Agent Vision Awareness

Overview

This skill provides automatic visual content detection for OMO agents working with text-only models.

Key Change: Instead of problematic custom agent delegation, this skill uses direct API integration with 火山方舟 (VolcEngine) vision models, which works reliably with current OMO versions.

Core Capabilities

  • Automatic detection of images, diagrams, charts, screenshots in user input
  • Direct API integration with 火山方舟 Vision API (doubao-1.5-vision-pro)
  • Context-aware analysis with appropriate modes (OCR, chart analysis, etc.)
  • Graceful degradation when vision processing fails
  • No custom agent dependency - works with standard OMO configuration

Detection Logic

Trigger Patterns

Detects visual content when user input contains:

1. Image File Extensions:

  • .png, .jpg, .jpeg, .gif, .bmp, .webp
  • Case-insensitive matching

2. Visual Content Keywords:

  • Chinese: "图片", "图像", "照片", "截图", "图表", "图示"
  • English: "diagram", "chart", "graph", "screenshot", "image", "photo"

3. File Path Patterns:

  • Absolute paths: C:/path/to/image.png
  • Relative paths: ./assets/diagram.png
  • URLs: https://example.com/image.png

Integration Workflow

Step 1: Detect Visual Content

When receiving user input, scan for visual content signals using the detection logic above.

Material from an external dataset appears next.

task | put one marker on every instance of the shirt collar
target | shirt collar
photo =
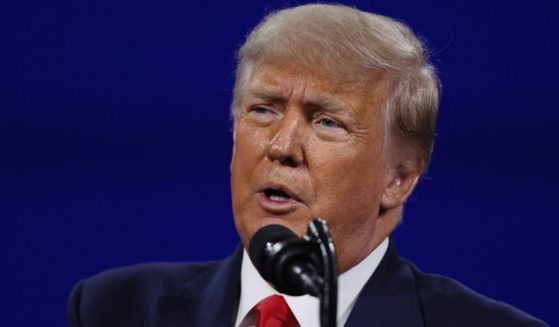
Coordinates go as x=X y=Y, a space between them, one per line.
x=306 y=308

Step 2: Direct API Processing

When visual content is detected, make direct API calls to VolcEngine:

  • Uses volcengine API Key from OpenCode config
  • Supports all common image formats
  • Handles local files and URLs

Step 3: Result Integration

  • Seamlessly integrates visual analysis results into responses
  • Maintains conversation context
  • Provides natural language descriptions

Usage Examples

Example 1: User requests image analysis

User Input: "描述 temp/稿定设计-1.png 这张图片的内容"

Agent Response: Automatically detects the PNG file, processes it via API, and returns the detailed description (as demonstrated in our testing).

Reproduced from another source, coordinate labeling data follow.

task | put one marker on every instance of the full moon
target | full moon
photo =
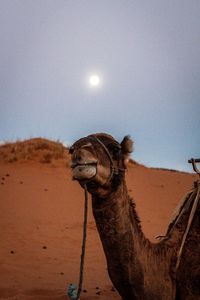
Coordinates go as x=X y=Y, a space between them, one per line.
x=94 y=80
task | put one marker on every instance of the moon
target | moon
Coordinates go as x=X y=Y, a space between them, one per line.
x=94 y=80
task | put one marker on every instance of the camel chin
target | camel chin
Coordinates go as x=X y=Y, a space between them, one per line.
x=84 y=172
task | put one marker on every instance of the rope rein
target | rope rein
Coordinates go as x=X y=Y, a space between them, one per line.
x=73 y=291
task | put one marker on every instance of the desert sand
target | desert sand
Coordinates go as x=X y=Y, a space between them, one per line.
x=41 y=217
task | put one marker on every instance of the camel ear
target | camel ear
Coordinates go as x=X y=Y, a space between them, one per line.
x=126 y=147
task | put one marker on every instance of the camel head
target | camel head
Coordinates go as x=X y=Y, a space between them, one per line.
x=99 y=161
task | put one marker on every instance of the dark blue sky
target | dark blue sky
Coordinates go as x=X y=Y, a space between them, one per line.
x=147 y=54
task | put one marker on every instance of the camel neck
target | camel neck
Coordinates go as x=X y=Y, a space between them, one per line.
x=120 y=234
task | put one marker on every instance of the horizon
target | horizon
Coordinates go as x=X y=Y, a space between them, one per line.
x=144 y=61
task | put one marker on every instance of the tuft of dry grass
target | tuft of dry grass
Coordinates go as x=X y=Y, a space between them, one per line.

Example 2: User mentions screenshot

User Input: "帮我分析这个错误截图 error.png"

Agent Response: Detects "截图" keyword + .png extension, processes the image, and provides error analysis.

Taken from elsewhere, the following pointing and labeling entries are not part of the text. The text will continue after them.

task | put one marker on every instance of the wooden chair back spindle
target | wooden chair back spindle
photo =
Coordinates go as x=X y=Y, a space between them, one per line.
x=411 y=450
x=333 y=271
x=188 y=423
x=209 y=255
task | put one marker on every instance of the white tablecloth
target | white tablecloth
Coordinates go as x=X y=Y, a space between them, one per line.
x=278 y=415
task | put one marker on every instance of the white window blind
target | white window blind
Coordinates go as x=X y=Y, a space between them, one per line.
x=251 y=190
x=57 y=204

Example 3: No visual content

User Input: "写一个 Python 脚本"

Agent Response: No detection triggered, processes as normal text-only request.

Configuration

Required Setup

  • Vision Model: doubao-seed-2.0-pro (火山方舟直接调用)
  • API Endpoint: https://ark.cn-beijing.volces.com/api/coding/v3
  • API Key: Uses existing volcengine API Key from OpenCode config

Known Limitations

  • 响应时间较长 (20-60秒)
  • 不够稳定,偶尔超时
  • 推荐: 压缩图片到1024px可提升响应速度

Loading the Skill

Add to OMO configuration:

skills:
  - agent-vision-awareness

Script Integration

The skill includes executable scripts in scripts/ directory:

  • vision_processor.py - Main vision processing script
  • Handles both detection and API integration
  • Can be used standalone or integrated into agent workflows

API Integration Details

The skill uses 火山方舟 (VolcEngine) Ark API for vision understanding:

from openai import OpenAI

client = OpenAI(
    base_url='https://ark.cn-beijing.volces.com/api/v3',
    api_key='YOUR_API_KEY'  # 从config.json的volcengine配置获取
)

# Vision model name
model = 'doubao-seed-2.0-pro'

# 支持的图片格式: base64, URL

Graceful Degradation

If vision processing fails:

  • Provides clear error messages
  • Suggests alternatives (describe content in text)
  • Continues with text-only processing when possible

Best Practices

Do's

  1. Trust automatic detection - the system will handle visual content seamlessly
  2. Provide clear context - mention what you want analyzed from the image
  3. Use natural language - just ask normally, no special commands needed

Don'ts

  1. Don't specify agents - no need for @multimodal-looker commands
  2. Don't worry about file paths - the system handles relative/absolute paths
  3. Don't repeat requests - automatic processing happens on first mention

Troubleshooting

Issue: Vision processing not working

  • Check: Ensure volcengine API Key is valid in OpenCode config
  • Check: Verify image file exists and is accessible
  • Fix: Test with simple image description request

Issue: Detection not triggering

  • Check: Ensure input contains detectable patterns (file extensions, keywords)
  • Fix: Use explicit file paths or visual keywords

This skill enables fully automatic visual content processing without requiring manual intervention or custom agent commands.